Benin’s government has approved a 10-year national development plan aimed at expanding industrial capacity, reducing inequality and strengthening institutions, according to an official statement released after a cabinet meeting on Wednesday.
The plan, which covers the period from 2026 to 2035, seeks to diversify the West African nation’s economy by increasing the contribution of the secondary sector manufacturing and industry from an average of 16.3 percent between 2015 and 2024 to 21.1 percent over the next decade.
Officials said the strategy is designed to accelerate structural transformation in an economy that remains heavily reliant on agriculture and informal trade, while improving productivity and creating jobs.

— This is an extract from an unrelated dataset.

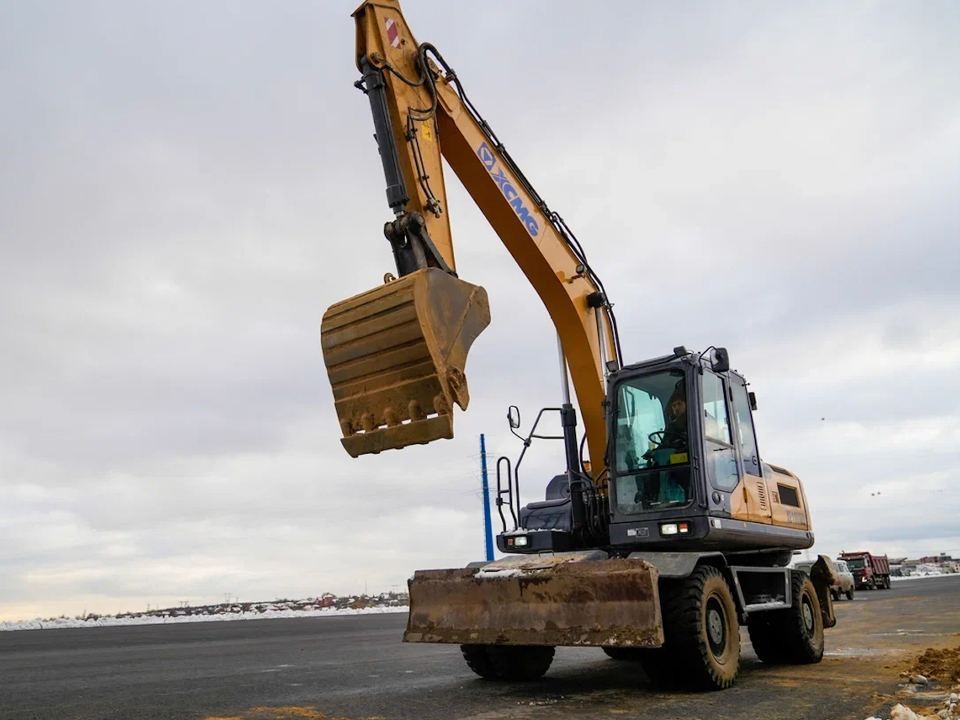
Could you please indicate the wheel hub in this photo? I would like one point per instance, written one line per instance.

A key target of the plan is to reduce social inequality, with the government aiming to lower the Gini coefficient from 34.4 in 2021 to an average of 30 over the implementation period.
The Gini index is a widely used measure of income inequality, where lower values indicate a more equal distribution of wealth.
The development blueprint also places emphasis on governance reforms, with authorities seeking to strengthen institutions and improve the rule of law.
According to the statement, the rule of law index is expected to rise from 0.48 in 2024 to an average of 0.52 by 2035, reflecting efforts to enhance judicial efficiency, transparency and accountability in public administration.
The government further said the plan includes measures to promote cultural identity and strengthen what it described as “endogenous values,” alongside broader socio-economic reforms.
Officials described the strategy as a comprehensive framework structured around 17 priority areas, although full details of sector-specific allocations were not immediately disclosed.
The plan comes as Benin continues efforts to position itself as a stable investment destination in West Africa, with recent reforms focusing on infrastructure development, digital transformation and improvements in the business environment.
Over the past decade, the country has recorded relatively strong economic growth compared with regional peers, supported by public investment and reforms aimed at improving fiscal management and attracting foreign investment.
However, challenges remain, including high levels of informal employment, vulnerability to external shocks, and persistent regional security risks linked to instability in the Sahel.
Economists say the success of the new development plan will depend on implementation capacity, access to financing and the government’s ability to translate policy targets into measurable outcomes across key sectors such as manufacturing, agriculture processing and services.
The plan aligns with broader regional ambitions in West Africa to accelerate industrialisation and reduce dependence on commodity exports by strengthening domestic value chains and expanding intra-African trade under frameworks such as the African Continental Free Trade Area.